# When is a climb too steep? When the pros have to walk



## machew (27 Mar 2013)

link to article


----------



## Scoosh (27 Mar 2013)

Ouch !


----------



## Rob3rt (27 Mar 2013)

Old news, also it was not the gradient of the climb on its own merit that was the killer, it was the point in the race it was placed and the preceding climbs. Even the race organiser said he took it too far.


----------



## Sara_H (27 Mar 2013)

Like my ride home from work.......


----------



## montage (27 Mar 2013)

It's worth bearing in mind that most of these guys are already on the limit when they hit the climb. Riding a climb in a RR or TT is very different to riding one in the middle of a club run.
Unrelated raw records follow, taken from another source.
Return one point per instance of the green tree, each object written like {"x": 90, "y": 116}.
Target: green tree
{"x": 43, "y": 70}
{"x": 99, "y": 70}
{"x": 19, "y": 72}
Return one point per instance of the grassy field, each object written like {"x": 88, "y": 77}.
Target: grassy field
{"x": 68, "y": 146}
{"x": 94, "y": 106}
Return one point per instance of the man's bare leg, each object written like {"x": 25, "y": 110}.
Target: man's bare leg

I do wonder at what point it becomes more economical whilst maintaining speed to walk than ride


----------



## Herr-B (27 Mar 2013)

Looks no worse than the climb to the finish for the Lincoln Sportive (and Grand Prix the following day!) up Michaelgate. Although I won't just have done 200km beforehand.


----------



## Peteaud (27 Mar 2013)

Froome had a 36 /28 and he said that was to hard.


----------



## BrumJim (28 Mar 2013)

On the Kidderminster Killer last year on the hill out of Clun, Alberto (of this forum) had a re-think on his "stay on the bike" philospophy when the third member of our group was doing the same speed as him, even though he was pushing his bike up the hill.
Me? I was further behind, already walking, after having fallen over trying to get going again, and had given up the idea of carrying on on two wheels.


----------



## Steve H (28 Mar 2013)

Too proud to ride with a triple chainset! ;-)


----------



## thegravestoneman (28 Mar 2013)

That was one of the advantages of doing my 100's on a trike never had to get off and push just hold it on the brakes to stop rolling back and wait for breath to come back. But none the less b#gg#r me pro's walking!!


----------



## cyberknight (28 Mar 2013)

apex groupset with 34x32 , it will get you up a cliff 
Surely the DS of the teams would have let the riders know before hand and thought a bit more about gear choice ?


----------



## Richard A Thackeray (2 Apr 2013)

Quite a few years ago, during the Tour of Ireland, didn't Sean Kelly come to a halt/fall-off going a hill near the finish, & have to be pushed up by his team-mates, as it was too steep to set off normally?? 
Now, if that horse of a man couldn't restart..................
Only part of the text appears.